Disons le tout net : il manque quelque chose à ce livre. L’unité d’abord. D’un auteur à l’autre pas de fil conducteur mais une juxtaposition de contributions très différentes de points de vue ou de lâchers prises. Ensuite il manque de munitions dans ces textes, théoriques d’abord, mais aussi d’expériences. On y parle de Tarnac à plusieurs reprises comme d’un talisman mais pour dire quoi ? Gleize cite Tiqqun ou l’Insurrection qui vient pour dire que les unités autonomes sont les véritables forces contre l ‘Empire.

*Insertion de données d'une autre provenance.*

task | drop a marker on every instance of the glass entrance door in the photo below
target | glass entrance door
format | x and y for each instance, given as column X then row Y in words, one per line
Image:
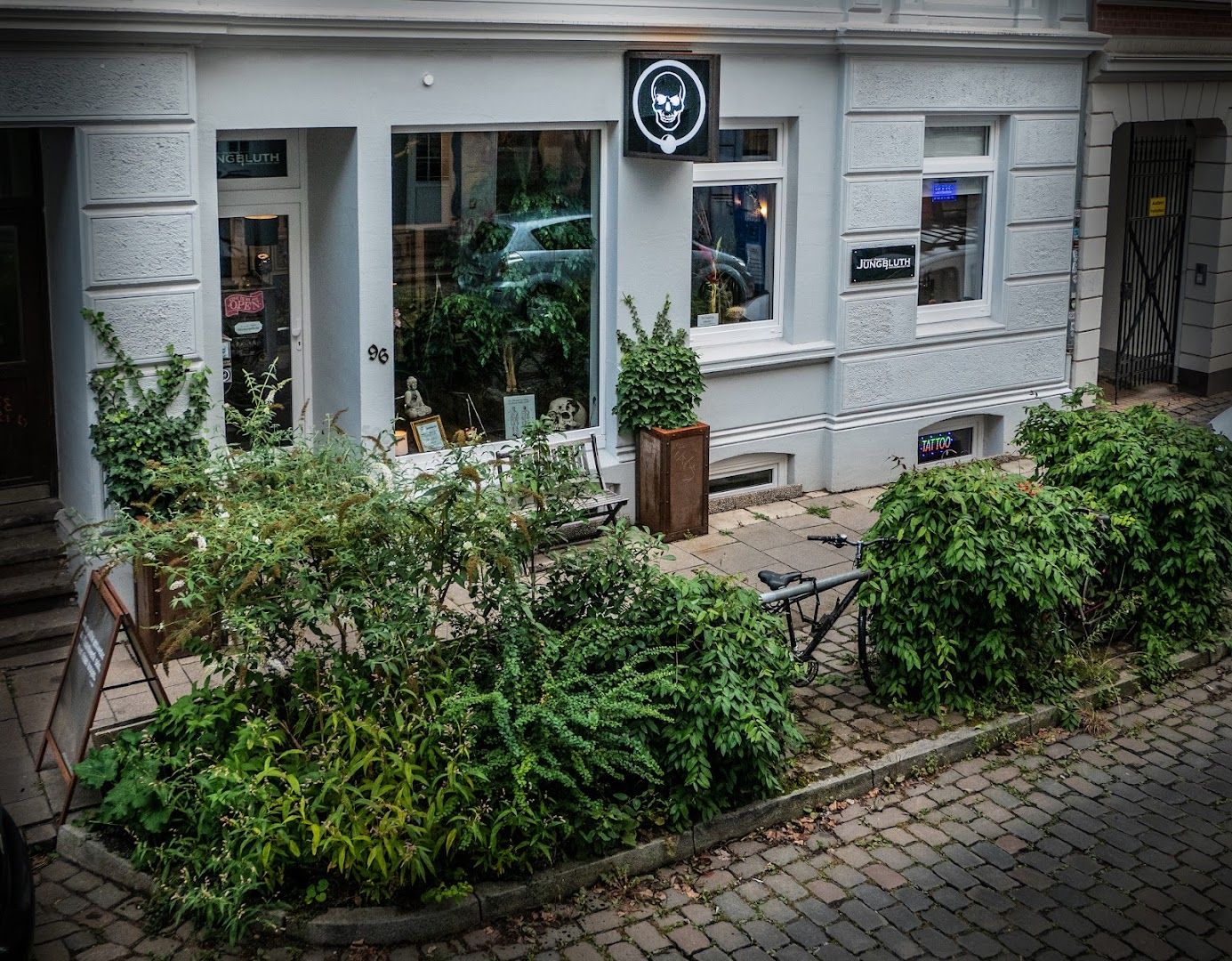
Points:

Pourquoi, comment ? Pas de réponse ; Seul compte la conclusion sortie dont on ne sait où : La question révolutionnaire est désormais une question musicale. Je dois manquer d’oreille. Le texte de Bailly s’appuie sur le mot camarade de Mallarmé mais ca ne suffit pas à toucher. Manque à ces textes une portée ou une sincérité, un langage révolutionnaire, un langagement comme dit Gleize. Celui de Marcos qu’il cite, va tremper sa plume dans les légendes indiennes comme dans un univers magique qui dépasse les idéologies. Le reste ne s’explique pas ; il se vit encore au Chiapas. Manque peut-être à nos poètes à réciter des vers à des publics inédits, à chanter, déclamer dans les transports. Que sais je. Nous avons tous des armes. Celles de ce livre manquent aux combattants qui cherchent de nouveaux mots obus, des roquettes qui ne mentent pas.